I was in need of some spiritual guidance today in mass. Somewhere along the way these past few months I've let grow within me some apparent childish mid-life crisis, and in recent weeks have been a public ass to people at work, friends I've known for more than a decade, members of my family, and people who visit my other blog.
I prayed for peace and guidance and, most importantly, forgiveness, acknowledging to God that I need to do a lot more listening and a lot less talking. Imagine my shock when, listening, I heard the lector ask me, along with the rest of the Parish, "to pray that Congress passes much needed health care reform legislation ..."
Needless to say, having protested against health care deform since spring, I walked out, shaking with anger. Guidance like that will get you tied to the government yoke quicker than you can say hope and change and be coaxed into electing a narcissist. Read Atlas Shrugged, if you think I'm being over-the-top.
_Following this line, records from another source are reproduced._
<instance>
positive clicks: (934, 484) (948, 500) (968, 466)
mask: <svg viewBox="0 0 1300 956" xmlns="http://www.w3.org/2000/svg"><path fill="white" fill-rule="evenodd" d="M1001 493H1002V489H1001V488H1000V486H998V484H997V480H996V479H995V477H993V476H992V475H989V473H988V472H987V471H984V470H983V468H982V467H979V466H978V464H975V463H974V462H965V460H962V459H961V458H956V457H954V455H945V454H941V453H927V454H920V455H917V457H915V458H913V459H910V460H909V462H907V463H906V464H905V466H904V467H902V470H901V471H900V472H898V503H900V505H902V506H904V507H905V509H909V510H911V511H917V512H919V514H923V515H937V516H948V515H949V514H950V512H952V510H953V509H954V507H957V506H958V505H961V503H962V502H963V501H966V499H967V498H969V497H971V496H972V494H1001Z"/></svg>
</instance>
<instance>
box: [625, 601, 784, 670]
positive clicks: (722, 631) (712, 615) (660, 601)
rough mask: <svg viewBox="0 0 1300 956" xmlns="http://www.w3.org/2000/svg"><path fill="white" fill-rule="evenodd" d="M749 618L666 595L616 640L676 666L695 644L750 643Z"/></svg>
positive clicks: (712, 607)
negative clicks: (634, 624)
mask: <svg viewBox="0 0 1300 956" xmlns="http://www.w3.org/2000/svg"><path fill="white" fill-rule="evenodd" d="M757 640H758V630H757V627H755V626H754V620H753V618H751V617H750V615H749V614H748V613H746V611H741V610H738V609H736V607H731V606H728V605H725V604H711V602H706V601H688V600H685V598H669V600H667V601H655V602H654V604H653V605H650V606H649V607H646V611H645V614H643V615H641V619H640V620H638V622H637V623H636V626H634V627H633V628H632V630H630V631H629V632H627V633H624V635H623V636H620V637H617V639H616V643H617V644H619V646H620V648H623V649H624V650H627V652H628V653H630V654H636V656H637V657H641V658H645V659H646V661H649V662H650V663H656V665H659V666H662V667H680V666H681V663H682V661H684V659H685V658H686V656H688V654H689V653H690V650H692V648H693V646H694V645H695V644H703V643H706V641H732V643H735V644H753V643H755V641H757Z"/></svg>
You might recognize quite a few things that have already happened in the world, and will continue to happen, like this.
The Church has been all over the map on health deform, with the U.S. Conference of Catholic Bishops first having issued a declaration of support for the House bill in August 2009 and then declaring they did not support the Senate bill in November. The issue the Church is most concerned with, obviously, is abortion, as the House bill provides an amendment that will prohibit federal funding for abortions (but there's no guarantee it will survive the final version of whatever legislation the House and Senate eventually agree on, if they ever do), while the Senate bill does not prohibit such funding.
But, as the American Thinker pointed out near summer's end, the bishops have failed to address one of the largest issues, alive in both bills, that clearly has been a driving force of fervent opposition among millions of Americans: the rationing, and in essence, denial, of care, the singling out of the elderly and the infirm as groups of people who will receive less care under government health deform for the greater good of the young and healthy. So, therefore, the Church is okay with denying care, and we all know what denial of care leads to, death. What's a word for government sanctioned death? Euthanasia. You know, like this.
This, of course, is in stark contrast to the church's opposition to euthanasia, as noted in the Catechism of the Catholic Church, #2277:
Whatever its motives and means, direct euthanasia consists in putting an end to the lives of handicapped, sick, or dying persons. It is morally unacceptable.
Thus an act or omission which, of itself or by intention, causes death in order to eliminate suffering constitutes a murder gravely contrary to the dignity of the human person and to the respect due to the living God, his Creator.
Today I found a letter Catholic bishops sent to Congresscriminals and Obama last week (which explains why I was asked today "to pray" for health deform to get through Congress), in which they specifically request that health deform (still NOT addressing the issue of rationing):
- Ensures access to quality, affordable, life-giving health care for all
- Retains longstanding requirements that federal funds not be used for elective abortions or plans that include them, and effectively protects conscience rights
- Protects the access to health care that immigrants currently have and removes current barriers to access
I can completely agree with the second bullet point, having held each of my newborns in my hands and knowing I could never sanction their abortion, but that's as far as I can go. I can no longer support a faith that would:
- Have my government tax me to provide coverage for others (how the hell else are we going to pay for it?), effectively telling me that it is no longer my spiritual requirement to be charitable to others but instead my duty to the state to share my wealth on behalf of those who do not have what I may have (or, to put it more precisely, via Karl Marx,"from each according to his ability, to each according to his need")
- Have "health care for all" but not specifically address rationing for the elderly and infirm
- Have access to health coverage for illegal immigrants who do not belong here and should not have any access whatsoever to government programs that Congresscriminals can't even effectively fund for legal American citizens. Naturally it's quite interesting which is the fastest growing group of people in the U.S. Catholic Church: Hispanics.
Clearly the Roman Catholic Church is much more concerned with surviving by playing politics than through caring for souls; its hospitals do, after all, account for 15.5% of U.S. hospital admissions.
I spared my poor wife the embarrassment of me officially writing the letter I wanted to put in the correspondence box, hanging outside the Parish Office, so apparently I'm learning to be charitable to others, so that I don't ruin their standing in the social community of the Church.
But that's as charitable as I'm going to be to the Catholic Church for the rest of my life, and I'll now apparently have to seek peace and salvation elsewhere. I certainly don't want to get my politics there.